À aucune des tables où il s’est accoudé l’homme ivre n’a bu.
Il a fini de boire.
Les clients locaux sont tous des romanciers expérimentés.
Ils connaissent leur boulot : éviter d’intervenir maladroitement par un tour de passe-passe réaliste ou un présomptueux eurêka ; se retenir de conclure trop tôt ; laisser les épisodes filer leur aventure jusqu’à interruption, qui ne sera pas dénouement mais en aura valeur.
Cela parce qu’ils savent que le rituel de l’affrontement (par radio interposée) entre l’homme ivre et Rougerie, mieux que la stupeur (qu’aurait provoquée le traitement brutal d’un néophyte peu au fait du travail romanesque, ou croyant encore à l’efficience des causalités irrationnelles ou trop rationnelles, c’est tout un), mis au point avec précision, à la torsion du poignet près, au litre de bière près, s’il est mené à son terme suffira à apaiser, berceuse achevant un exaltant récital de bel canto, les tensions et les émotions déclenchées.
De table locale en table locale l’homme ivre se console.
De reconnaissance locale en reconnaissance locale il restaure l’image de sa virilité que Rougerie, en le quittant a mise à mal. Et qu’importe s’il garde de cette rupture un goût immodéré de l’alcool. Qu’importe si Rougerie tôt ou tard, ayant congédié son amant d’un été revient vers lui.
Comme le romancier le village enregistre tout, accepte tout, comprend tout et se garde de rien juger.
D’ailleurs, ses trois compagnons ayant fini de dîner, l’homme ivre a dû repartir avec eux, on n’a rien remarqué.
Jusqu’où cette intelligence romanesque opérera-t-elle si un prochain jour l’homme ivre entre dégrisé dans le Steading Restaurant et accomplit une action irréversible ?
Que feront les dîneurs de cette place publique, agora, assemblée, djemaa, où l’on expérimente et pratique des règles de conduite poétiques auxquelles ce récit souhaite rendre hommage : découvriront-ils dans le tragique une source de plaisir inconnue ou éteindront-ils la radio avant de décider collectivement d’une mesure cathartique locale (l’un d’eux courant peut-être jusqu’à la maison rose au jardin jonché de jouets d’enfants) ?

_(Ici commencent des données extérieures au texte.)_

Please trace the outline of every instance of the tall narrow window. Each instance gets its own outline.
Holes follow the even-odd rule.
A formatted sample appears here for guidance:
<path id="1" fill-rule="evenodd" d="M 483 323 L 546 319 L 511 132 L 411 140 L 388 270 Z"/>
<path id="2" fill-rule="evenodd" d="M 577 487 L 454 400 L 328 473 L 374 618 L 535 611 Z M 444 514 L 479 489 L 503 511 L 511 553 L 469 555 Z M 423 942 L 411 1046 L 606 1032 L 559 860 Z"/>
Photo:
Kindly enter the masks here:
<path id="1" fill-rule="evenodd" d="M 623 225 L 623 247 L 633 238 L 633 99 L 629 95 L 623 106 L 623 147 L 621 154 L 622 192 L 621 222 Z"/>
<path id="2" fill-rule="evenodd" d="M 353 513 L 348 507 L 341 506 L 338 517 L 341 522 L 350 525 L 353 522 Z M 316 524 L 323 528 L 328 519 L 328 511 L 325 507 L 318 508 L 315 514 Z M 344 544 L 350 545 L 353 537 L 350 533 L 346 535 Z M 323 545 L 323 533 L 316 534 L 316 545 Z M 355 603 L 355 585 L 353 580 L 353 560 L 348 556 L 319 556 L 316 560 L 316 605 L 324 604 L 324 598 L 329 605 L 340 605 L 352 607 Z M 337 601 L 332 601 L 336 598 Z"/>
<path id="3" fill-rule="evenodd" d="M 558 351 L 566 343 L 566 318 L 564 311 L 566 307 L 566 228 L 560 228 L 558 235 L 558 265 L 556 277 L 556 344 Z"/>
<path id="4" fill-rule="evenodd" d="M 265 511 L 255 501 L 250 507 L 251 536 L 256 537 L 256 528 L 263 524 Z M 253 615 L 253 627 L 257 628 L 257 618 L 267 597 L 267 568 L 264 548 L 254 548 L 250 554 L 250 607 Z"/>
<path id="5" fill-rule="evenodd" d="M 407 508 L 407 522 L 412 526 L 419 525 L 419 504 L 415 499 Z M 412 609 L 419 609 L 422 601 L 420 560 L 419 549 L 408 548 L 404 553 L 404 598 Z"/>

La poétique, beauté, composition, nombre et nature des parties, est du récit, non de la chose, et sa conduite n’est pas celle des choses humaines, qui a nom éthique.
Comment, par quel gué franchit-on la ligne de partage entre ces deux conduites qui ont en commun de viser - dans le récit ; dans les choses humaines - le-plus-juste ? (Si la poétique est l’éthique du récit, la réciproque n’est pas avérée.)
Quel registre fougueux le fleuve de la représentation doit-il mettre en scène s’il ne veut pas couper les ponts définitivement ? (La question vaut pour les deux rives, on se souvient de cet enquêteur s’offusquant des imparfaits du subjonctif d’un meurtrier.)
À Fort Augustus le lendemain soir, au Bothy Restaurant sur le bord du canal, mes amis et moi, trois touristes français, dégustions le fameux haggis, panse d’agneau farcie, et trinquions avec du Glenlivet single malt, douze ans d’âge.
Qu’engendrerait un monde privé des infidélités de Rougerie et de l’ivresse amoureuse ? discutions-nous. Qu’engendrerait un monde privé de leur récit selon Aristote, i.e. comment se satisfaire de la seule version du Bien, souverain ou pas, qui chasse les poètes, narrateurs par excellence, de chaque village ?
L’ignorance est instable, les rivages ne manqueraient jamais où partir en quête de ses galettes et pots de beurre, nouveaux jardins sans jouets ou autres, loups, narrations.